At this Wednesday’s Oracle Midlands event someone asked me if Oracle would use the statistics on invisible indexes for the index sanity check. I answered that there had been a bug in the very early days of invisible indexes when the distinct_key statistic on the index could be used even though the index itself would not be considered as a candidate in the plan (and the invisible index is still used to avoid foreign key locking – even in 12c – it’s only supposed to be invisible to the optimizer).

The bug was fixed quite a long time ago – but a comment on the “Index Sanity” article has introduced me to a related bug that is still present in 11.2.0.4 where the presence of an invisible index can affect an execution plan.
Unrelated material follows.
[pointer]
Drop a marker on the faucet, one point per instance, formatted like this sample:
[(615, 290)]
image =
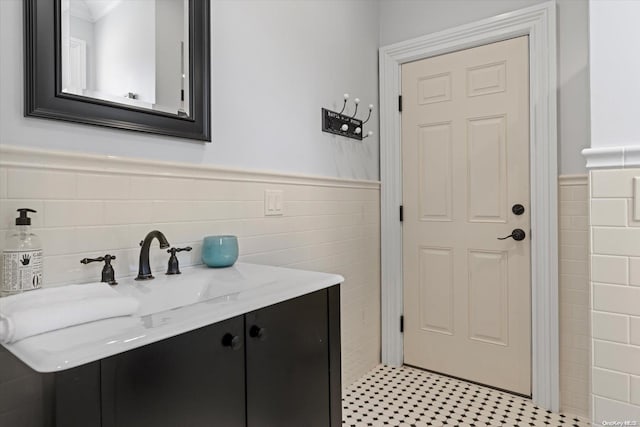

Here’s a little model (run under 11.2.0.4) to demonstrate:

rem
rem     Script:         invisible_index_bug.sql
rem     Author:         Jonathan Lewis
rem

execute dbms_random.seed(0)

drop table t2;
drop table t1;

create table t1
nologging
as
with generator as (
        select  --+ materialize
                rownum id
        from dual
        connect by
                level <= 1e4
)
select
        cast(rownum as number(8,0))                     id,
        cast(mod(rownum,1000) as number(8,0))           n1,
        cast(lpad(rownum,10,'0') as varchar2(10))       v1,
        cast(lpad('x',100,'x') as varchar2(100))        padding
from
        generator       v1,
        generator       v2
where
        rownum <= 1e6
;

create table t2
as
select
        rownum id,
        trunc(dbms_random.value(0,10000)) n1
from
        dual
connect by
        level <= 100
;
begin 
        dbms_stats.gather_table_stats(
                ownname          => user,
                tabname          =>'T1',
                method_opt       => 'for all columns size 1'
        );
        dbms_stats.gather_table_stats(
                ownname          => user,
                tabname          =>'T2',
                method_opt       => 'for all columns size 1'
        );
end;
/

column n1 new_value m_n1
select n1 from t2 where id = 50;
clear columns

set autotrace traceonly explain

select
        t1.*
from
        t1, t2
where
        t2.n1 = &m_n1
;

create unique index t2_i1 on t2(n1)
-- invisible
;

select
        t1.*
from
        t1, t2
where
        t2.n1 = &m_n1
;

set autotrace off

All I’ve done is create a couple of tables then do a join that we might expect to see executed as a cartesian merge join; at one point I was going to make the data more complicated and include a join condition, but decided to keep things small and simple so it’s a silly example but it is sufficient to make the point. The funny little bit about selecting an n1 value from t2 was also in anticipation of a more complex example but it does, at least, ensure I query for a value that is in range.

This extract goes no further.